The confusion was prompted by a UK Express article  which reported that, “Dorner has become the first human target for remotely-controlled airborne drones on US soil.” The sub-headline of the article made it clear that the technology used would be “spy drones,” not armed drones.
Firstly, the claim that this incident represents the first time surveillance drones would be used against a U.S. citizen domestically is inaccurate. In 2011, police used a Predator surveillance drone  against a family in North Dakota who were accused of stealing six cows.
Despite the fact that the report clearly referred to spy drones and not lethal drones, Twitter exploded with hysteria about how Dorner had now been marked for assassination.
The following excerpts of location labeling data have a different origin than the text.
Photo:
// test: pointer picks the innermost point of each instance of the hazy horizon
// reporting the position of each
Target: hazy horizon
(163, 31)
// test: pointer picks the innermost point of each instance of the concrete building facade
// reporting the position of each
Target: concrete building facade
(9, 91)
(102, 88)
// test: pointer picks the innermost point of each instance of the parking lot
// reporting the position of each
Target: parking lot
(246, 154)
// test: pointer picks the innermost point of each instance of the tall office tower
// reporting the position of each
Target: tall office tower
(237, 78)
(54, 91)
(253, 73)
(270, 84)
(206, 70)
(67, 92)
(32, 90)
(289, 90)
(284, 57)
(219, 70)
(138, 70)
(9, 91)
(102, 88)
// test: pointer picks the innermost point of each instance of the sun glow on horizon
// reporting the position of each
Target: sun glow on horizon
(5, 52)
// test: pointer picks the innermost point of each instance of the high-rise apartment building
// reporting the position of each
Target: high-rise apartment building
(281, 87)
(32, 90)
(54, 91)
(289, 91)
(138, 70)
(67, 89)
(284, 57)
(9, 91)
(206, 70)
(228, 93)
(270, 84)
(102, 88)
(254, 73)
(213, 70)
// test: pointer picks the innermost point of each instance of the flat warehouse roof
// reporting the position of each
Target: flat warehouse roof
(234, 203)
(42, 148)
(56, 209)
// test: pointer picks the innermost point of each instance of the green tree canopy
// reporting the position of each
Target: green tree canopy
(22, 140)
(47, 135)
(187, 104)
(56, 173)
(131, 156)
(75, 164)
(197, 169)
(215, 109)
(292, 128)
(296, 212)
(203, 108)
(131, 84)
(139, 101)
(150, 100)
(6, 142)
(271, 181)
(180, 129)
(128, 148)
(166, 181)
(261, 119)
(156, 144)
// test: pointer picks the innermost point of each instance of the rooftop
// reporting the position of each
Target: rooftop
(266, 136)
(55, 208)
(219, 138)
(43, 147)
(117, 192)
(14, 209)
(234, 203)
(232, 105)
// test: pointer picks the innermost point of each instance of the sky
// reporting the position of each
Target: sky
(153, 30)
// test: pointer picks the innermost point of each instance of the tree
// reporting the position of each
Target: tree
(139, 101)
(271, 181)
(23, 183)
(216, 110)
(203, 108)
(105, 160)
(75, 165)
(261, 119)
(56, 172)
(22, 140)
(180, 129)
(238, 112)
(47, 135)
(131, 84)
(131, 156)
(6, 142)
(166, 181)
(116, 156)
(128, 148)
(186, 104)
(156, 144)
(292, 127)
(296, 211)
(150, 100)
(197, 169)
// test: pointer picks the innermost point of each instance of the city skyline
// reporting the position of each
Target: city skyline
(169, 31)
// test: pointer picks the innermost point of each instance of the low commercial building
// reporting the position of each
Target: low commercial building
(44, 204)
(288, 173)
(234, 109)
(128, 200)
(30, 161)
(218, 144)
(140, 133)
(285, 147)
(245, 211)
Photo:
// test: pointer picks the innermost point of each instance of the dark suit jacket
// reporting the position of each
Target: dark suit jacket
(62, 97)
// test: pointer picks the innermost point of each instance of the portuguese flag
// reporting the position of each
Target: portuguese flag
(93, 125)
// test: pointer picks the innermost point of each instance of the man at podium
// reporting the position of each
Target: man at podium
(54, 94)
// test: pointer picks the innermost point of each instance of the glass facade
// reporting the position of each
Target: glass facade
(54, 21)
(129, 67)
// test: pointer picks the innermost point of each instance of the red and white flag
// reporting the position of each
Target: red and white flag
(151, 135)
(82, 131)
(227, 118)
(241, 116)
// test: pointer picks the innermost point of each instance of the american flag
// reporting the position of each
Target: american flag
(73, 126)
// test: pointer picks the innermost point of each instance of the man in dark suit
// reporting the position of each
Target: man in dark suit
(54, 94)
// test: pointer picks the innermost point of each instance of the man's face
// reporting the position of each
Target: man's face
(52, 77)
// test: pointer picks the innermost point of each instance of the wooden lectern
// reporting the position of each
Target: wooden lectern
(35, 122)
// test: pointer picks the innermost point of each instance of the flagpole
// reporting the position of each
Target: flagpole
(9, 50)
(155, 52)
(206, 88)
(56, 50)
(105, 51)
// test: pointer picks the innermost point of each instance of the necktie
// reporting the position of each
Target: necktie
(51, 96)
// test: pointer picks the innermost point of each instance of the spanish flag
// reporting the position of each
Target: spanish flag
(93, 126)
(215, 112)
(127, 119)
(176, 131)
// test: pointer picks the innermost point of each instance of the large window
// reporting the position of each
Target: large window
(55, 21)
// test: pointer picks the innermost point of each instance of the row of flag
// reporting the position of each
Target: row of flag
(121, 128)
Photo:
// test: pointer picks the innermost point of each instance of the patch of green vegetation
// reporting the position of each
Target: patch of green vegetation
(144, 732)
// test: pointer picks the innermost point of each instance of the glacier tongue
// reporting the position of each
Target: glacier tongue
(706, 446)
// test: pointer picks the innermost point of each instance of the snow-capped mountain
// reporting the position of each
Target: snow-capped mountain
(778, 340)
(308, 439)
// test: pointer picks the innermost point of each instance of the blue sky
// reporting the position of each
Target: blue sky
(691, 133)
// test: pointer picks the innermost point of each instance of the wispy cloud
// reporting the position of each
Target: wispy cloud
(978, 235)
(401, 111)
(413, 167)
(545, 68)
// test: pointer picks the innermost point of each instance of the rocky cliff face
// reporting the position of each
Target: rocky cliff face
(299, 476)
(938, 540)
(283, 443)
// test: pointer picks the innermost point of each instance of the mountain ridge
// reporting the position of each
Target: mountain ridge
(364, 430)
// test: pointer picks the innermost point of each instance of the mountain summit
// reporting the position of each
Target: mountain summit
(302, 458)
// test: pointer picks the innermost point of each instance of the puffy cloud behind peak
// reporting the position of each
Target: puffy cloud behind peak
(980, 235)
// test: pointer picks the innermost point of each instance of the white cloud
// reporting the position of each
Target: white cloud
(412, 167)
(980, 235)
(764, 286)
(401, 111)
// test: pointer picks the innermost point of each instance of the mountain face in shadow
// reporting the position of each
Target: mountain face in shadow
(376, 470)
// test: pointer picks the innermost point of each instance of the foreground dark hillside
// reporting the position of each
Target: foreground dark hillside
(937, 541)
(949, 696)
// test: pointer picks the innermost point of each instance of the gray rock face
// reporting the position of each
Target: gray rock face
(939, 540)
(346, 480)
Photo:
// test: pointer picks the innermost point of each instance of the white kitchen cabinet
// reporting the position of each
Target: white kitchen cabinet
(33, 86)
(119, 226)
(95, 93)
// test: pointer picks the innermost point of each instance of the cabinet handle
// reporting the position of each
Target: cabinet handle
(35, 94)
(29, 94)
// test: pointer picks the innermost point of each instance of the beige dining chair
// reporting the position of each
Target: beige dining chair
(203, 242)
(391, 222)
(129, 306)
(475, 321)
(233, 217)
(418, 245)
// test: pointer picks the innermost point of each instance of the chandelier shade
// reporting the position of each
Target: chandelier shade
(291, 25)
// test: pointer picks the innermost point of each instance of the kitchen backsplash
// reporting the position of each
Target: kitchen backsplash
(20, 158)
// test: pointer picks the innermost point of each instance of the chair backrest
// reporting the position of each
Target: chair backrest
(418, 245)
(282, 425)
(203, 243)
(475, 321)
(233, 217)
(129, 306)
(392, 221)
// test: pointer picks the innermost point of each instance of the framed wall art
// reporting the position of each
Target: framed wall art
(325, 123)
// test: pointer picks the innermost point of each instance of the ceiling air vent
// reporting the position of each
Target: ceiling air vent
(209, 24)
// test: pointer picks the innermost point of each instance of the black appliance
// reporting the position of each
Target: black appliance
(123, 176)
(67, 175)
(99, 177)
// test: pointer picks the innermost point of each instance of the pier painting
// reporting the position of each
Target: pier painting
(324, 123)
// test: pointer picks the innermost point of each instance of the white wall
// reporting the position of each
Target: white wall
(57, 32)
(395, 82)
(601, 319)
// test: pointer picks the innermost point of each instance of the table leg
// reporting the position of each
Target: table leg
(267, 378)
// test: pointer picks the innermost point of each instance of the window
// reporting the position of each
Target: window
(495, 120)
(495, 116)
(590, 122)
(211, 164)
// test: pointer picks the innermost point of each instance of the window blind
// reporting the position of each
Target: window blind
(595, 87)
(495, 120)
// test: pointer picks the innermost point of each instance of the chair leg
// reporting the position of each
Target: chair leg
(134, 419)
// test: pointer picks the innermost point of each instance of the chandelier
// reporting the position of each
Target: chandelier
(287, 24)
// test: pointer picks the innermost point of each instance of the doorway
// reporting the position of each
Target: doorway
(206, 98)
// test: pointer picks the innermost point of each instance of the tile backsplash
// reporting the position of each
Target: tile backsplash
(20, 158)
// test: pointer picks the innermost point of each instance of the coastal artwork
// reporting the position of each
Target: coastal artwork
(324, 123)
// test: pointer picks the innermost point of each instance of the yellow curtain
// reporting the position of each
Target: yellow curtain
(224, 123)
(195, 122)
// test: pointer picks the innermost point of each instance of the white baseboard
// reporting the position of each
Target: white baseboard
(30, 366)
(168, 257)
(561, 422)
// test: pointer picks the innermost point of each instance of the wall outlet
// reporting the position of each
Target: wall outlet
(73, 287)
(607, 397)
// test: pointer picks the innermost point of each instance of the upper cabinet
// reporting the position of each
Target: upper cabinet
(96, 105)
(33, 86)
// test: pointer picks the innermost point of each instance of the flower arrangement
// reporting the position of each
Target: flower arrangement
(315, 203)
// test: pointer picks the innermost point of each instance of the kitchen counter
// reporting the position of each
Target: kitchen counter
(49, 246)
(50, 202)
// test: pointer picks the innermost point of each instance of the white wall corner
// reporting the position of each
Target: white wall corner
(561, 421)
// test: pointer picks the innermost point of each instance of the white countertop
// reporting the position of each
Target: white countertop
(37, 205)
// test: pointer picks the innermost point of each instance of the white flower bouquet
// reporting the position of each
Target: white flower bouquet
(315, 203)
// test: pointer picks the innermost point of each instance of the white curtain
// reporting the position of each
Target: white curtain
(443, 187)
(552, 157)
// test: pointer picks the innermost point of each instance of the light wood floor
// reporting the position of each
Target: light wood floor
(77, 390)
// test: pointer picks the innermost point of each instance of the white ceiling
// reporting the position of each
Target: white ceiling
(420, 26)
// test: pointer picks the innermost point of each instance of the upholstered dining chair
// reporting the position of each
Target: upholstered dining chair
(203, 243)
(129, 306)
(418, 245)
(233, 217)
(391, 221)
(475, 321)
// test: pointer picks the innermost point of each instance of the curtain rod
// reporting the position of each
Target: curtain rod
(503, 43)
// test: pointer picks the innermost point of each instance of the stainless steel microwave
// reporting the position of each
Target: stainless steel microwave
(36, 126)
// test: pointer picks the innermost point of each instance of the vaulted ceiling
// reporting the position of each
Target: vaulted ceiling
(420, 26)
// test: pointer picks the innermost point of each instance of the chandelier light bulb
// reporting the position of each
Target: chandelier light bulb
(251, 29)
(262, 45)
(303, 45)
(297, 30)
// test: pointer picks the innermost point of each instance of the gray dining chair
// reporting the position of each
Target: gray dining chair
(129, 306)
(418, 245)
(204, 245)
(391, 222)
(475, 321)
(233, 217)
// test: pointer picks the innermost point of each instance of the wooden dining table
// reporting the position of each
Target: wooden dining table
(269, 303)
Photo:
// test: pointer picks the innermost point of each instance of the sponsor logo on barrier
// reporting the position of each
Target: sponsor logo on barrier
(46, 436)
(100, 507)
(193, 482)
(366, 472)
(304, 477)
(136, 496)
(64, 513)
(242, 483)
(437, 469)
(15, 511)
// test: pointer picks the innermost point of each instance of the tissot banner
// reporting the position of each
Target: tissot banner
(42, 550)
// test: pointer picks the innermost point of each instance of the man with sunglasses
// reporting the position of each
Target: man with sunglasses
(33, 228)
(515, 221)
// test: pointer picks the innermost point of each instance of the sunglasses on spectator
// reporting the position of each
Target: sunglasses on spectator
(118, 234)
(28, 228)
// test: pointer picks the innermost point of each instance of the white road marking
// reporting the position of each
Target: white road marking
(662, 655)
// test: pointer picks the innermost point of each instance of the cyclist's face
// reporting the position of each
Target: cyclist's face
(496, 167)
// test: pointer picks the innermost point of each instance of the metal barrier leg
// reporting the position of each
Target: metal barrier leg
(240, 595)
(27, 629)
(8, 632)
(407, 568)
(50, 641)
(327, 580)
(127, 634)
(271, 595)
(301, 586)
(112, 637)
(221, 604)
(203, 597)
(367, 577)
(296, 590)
As Twitchy documents , “Many Twitter users are in full-blown freak-out mode,” with innumerable messages condemning the notion that Dorner will potentially become the first American killed on U.S. soil with a drone.
Americans didn’t react with anything like the same level of outrage when 16-year-old Abdulrahman al-Awlaki was assassinated  by an Obama-authorized drone strike in Yemen in 2011.
Despite the confusion, the Dorner case is proving to be a useful poster child for the widespread introduction of drones for law enforcement use in America.
Could police turn to armed drones in the hunt for Dorner, legitimizing the use of technology that has thus far only been deployed against alleged terrorists in places like Afghanistan and Pakistan?
While it’s highly unlikely that lethal drones will be used to assassinate Dorner, a more realistic option would be to deploy the the ShadowHawk Unmanned Aerial Vehicle , previously used against suspected terrorists in Afghanistan and East Africa, which has the ability to tase suspects from above as well as carrying 12-gauge shotguns and grenade launchers.
The drone, albeit in a surveillance role only, is already being used in Montgomery County, Texas, thanks to a $250,000 Department of Homeland Security grant.
The ShadowHawk is a 50lb mini drone chopper that can be fitted with an XREP taser with the ability to fire four barbed electrodes that can be shot to a distance of 100 feet, delivering “neuromuscular incapacitation” to the victim. The drone can travel at a top speed of 70MPH and can operate for 3.5 hours over land and sea.
WIth the hunt for Christopher Dorner going cold, authorities have offered a $1 million reward for information leading to the capture of the former LAPD officer, who is wanted for the murder of three people. Dorner has vowed to launch “asymmetrical warfare” against police after he was fired in 2009 for filing a false complaint of excessive force against his training officer.